Fatos à medida

«Se não fossem a bexiga, o tifo, a malária, o analfabetismo, a lepra, a doença de Chagas, a xistosomose, outras tantas meritórias pragas soltas no campo, como manter e ampliar os limites das fazendas do tamanho de países, como cultivar o medo, impor o respeito e explorar o povo devidamente? Sem a disenteria, o crupe, o tétano, a fome propriamente dita, já se imaginou o mundo de crianças a crescer, a virar adultos, alugados, trabalhadores, meeiros, imensos batalhões de cangaceiros – não esses ralos bandos de jagunços se acabando nas estradas ao som das buzinas dos caminhões – a tomar as terras e dividi-las? Pestes necessárias e beneméritas, sem elas seria impossível a indústria das secas, tão rendosa; sem elas, como manter a sociedade constituída e conter o povo, de todas as pragas a pior? Imagine, meu velho, essa gente com saúde e sabendo ler, que perigo medonho!» [Jorge Amado]

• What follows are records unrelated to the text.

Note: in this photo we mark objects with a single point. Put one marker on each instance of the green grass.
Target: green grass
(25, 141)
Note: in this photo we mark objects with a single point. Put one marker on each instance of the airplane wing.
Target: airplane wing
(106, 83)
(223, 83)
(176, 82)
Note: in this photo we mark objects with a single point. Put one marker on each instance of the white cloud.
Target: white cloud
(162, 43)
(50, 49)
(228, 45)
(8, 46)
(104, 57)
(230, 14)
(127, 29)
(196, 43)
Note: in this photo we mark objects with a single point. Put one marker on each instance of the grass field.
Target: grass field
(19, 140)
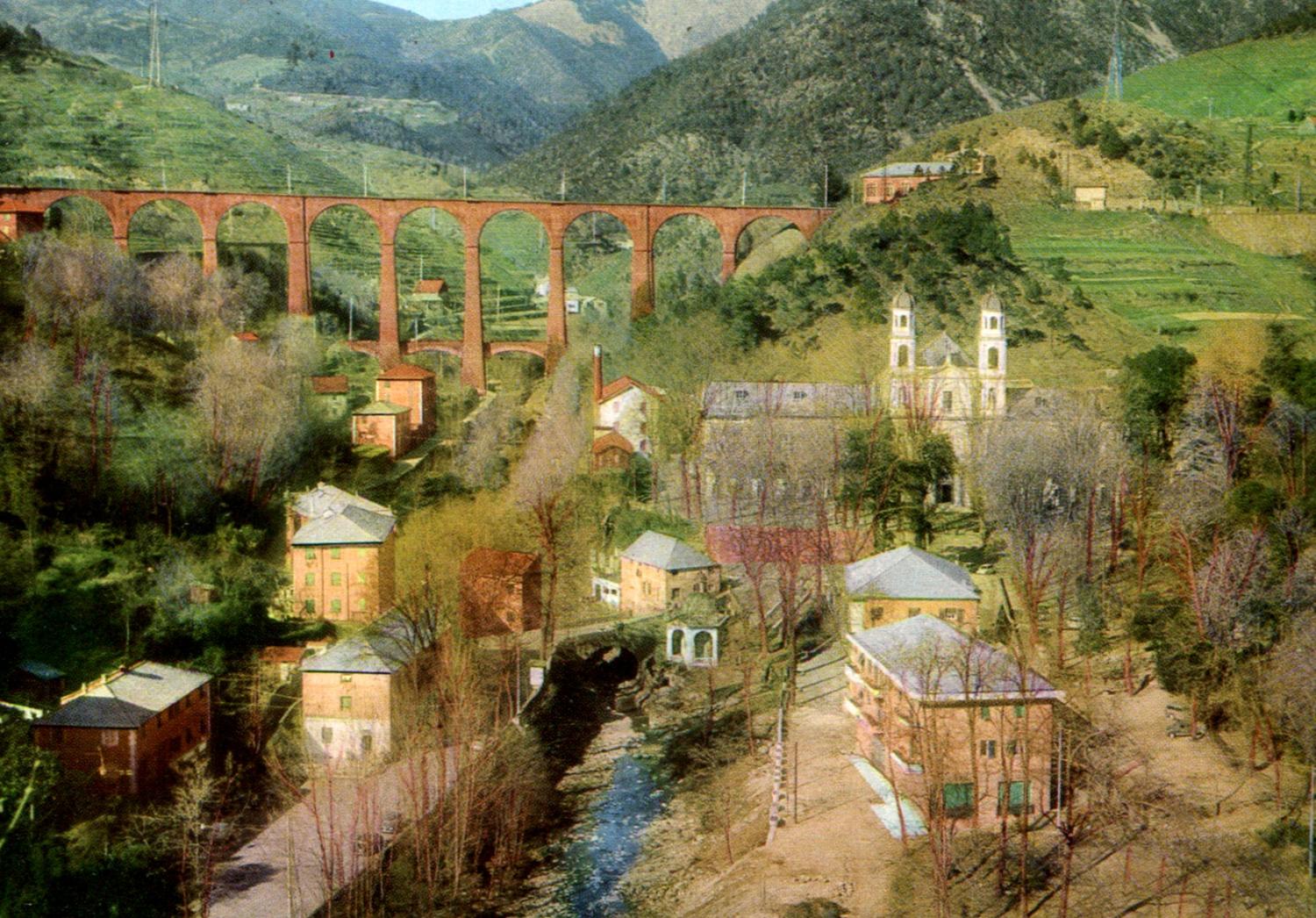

Esta é outra das consequências mais nefastas do AO9 — como se algum resultado de semelhante aberração pudesse ser positivo — que portugueses tentam omitir fingindo que não existe mas que encaixa perfeitamente na teoria vitimista dos brasileiros em geral. Anteriormente havia alguma espécie de harmonia entre os dois países e os povos de ambos, convivendo naturalmente os de cá e os de lá com todas as suas diferenças sociais, históricas, culturais e — natural ou principalmente — linguísticas.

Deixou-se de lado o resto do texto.